In this context, I mean critics in a broader fashion than that of people who write book reviews. Instead, I mean all those individuals who engage with writing in a critical, exploratory fashion and who – as a consequence and over generations – shape consumer opinion and understanding. This includes professional reviewers, book bloggers, vocal consumers, and university professors. Each of these uses genre to explore four different subjects:

Quality The readability, entertainment value, and philosophical worth of a work of art.
Intertextual Relationships The relationship of one work of art to other works (essentially the exploration of the genre itself).
Cultural Observation The relationship between one work of art and our society or a subset thereof.
Writing Techniques The techniques through which a work of art achieves its effects.

The latter three subjects all require a fluency with genre characteristics to be successful. One cannot comment meaningfully on the intertextual relationship between John le Carré and Ian Fleming without being familiar with spy fiction. One cannot meaningfully explore SF fandom without knowing its community. And one cannot explore the structure and content of Diana Wynne Jones’ Tough Guide to Fantasyland without knowing both epic fantasy and travel guide conventions. But it is the first critical subject – that of assessing quality – that is most problematic.

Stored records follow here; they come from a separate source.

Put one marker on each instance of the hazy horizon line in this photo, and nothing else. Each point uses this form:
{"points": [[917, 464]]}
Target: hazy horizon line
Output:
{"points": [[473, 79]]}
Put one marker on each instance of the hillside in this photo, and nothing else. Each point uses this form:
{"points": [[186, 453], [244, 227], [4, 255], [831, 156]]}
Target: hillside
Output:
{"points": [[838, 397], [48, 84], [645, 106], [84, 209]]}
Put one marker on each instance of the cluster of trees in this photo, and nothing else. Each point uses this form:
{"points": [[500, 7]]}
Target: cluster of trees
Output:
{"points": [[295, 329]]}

Critics are consumers first: they have their own tastes and their own predilections just as any other consumer. They are part of a community of readers and fans, whether they self-identify as such or not. Their tastes and membership of a particular community centered around one or more genres shapes their perception of quality: I know what I like, and I like what I know. The broader a critic’s familiarity with multiple genres, the deeper and more insightful the criticism they can provide. But the critics most (educated) consumers interact with are university professors, who are often woefully narrow in their tastes: whereas professional reviewers and bloggers tend to read widely, the modern academic world puts a premium on specialization. And when these critics’ critical assessments of quality run up against a consumer’s or another critic’s tastes, conflict is produced. When this happens repeatedly, we get into a conflict of community that gives us a ghettoisation of a particular genre. And so the cycle continues.

Quo vadis, genre?

So is Stross right that ebooks will doom genre? I don’t think so. As I’ve outlined above, ebooks will mostly affect two actors in the space that defines genre: booksellers and publishers. Consumers, writers, and critics (and for that matter editors and to a lesser extent designers) will continue to spot patterns in what they read and write, and they will continue to make future decisions/purchases based on the patterns they have identified. Until and unless our neural wiring gets completely redesigned, that is not going to change. At least, I hope it won’t.

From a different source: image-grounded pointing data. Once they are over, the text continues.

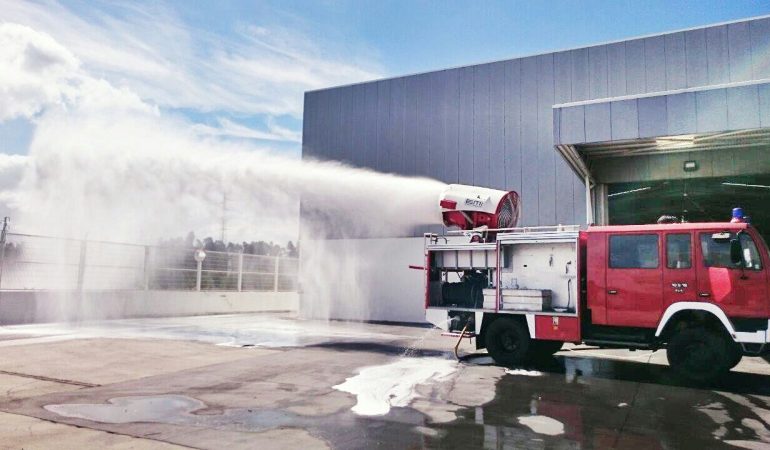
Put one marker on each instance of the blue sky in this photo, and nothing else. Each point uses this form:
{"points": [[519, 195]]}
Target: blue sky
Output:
{"points": [[237, 70]]}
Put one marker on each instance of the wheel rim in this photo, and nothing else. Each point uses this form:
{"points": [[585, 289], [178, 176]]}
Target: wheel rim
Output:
{"points": [[698, 357], [508, 342]]}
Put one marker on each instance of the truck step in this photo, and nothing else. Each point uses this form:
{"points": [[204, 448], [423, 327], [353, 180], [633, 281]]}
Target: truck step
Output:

The concept of genre is, I think, quite safe. But the particular genre labels and the relationships between those labels is likely to change. For one thing, as Stross points out, it will become more fragmented. But that fragmentation is the fate of every genre, as it fissions into sub-genre after sub-genre, until eventually a sub-genre eclipses in relevance the genre that spawned it. After all, that is exactly what happened with mainstream literary postmodern texts and the modernist fiction that preceded them. We will just have to work that much harder to stay abreast of changing genre labels and conventions. But this is nothing new (see my earlier rant about ignorance of contemporary YA SF).

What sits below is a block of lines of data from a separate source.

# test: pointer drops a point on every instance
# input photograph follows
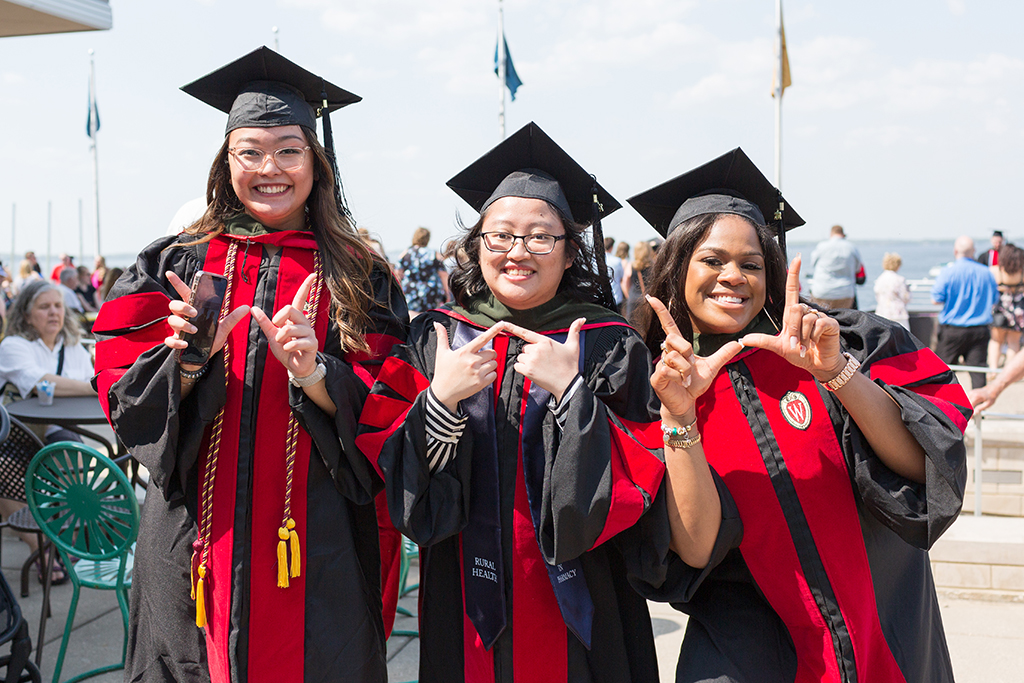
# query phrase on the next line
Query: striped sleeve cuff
(560, 409)
(443, 431)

But just because ebooks won’t wipe the concept of genre from the planet, the world of literature will nevertheless be changed by them. The internet is lousy with insight into how ebooks will affect publishers, and booksellers, and consumers, and writers. But I have seen no real discussion of how ebooks will affect literary criticism. I’d love to know what you folks think about that: I have only just started to think about this dimension of ebooks, and as it stands I don’t have any real opinions yet. What implications do ebooks have for literary criticism?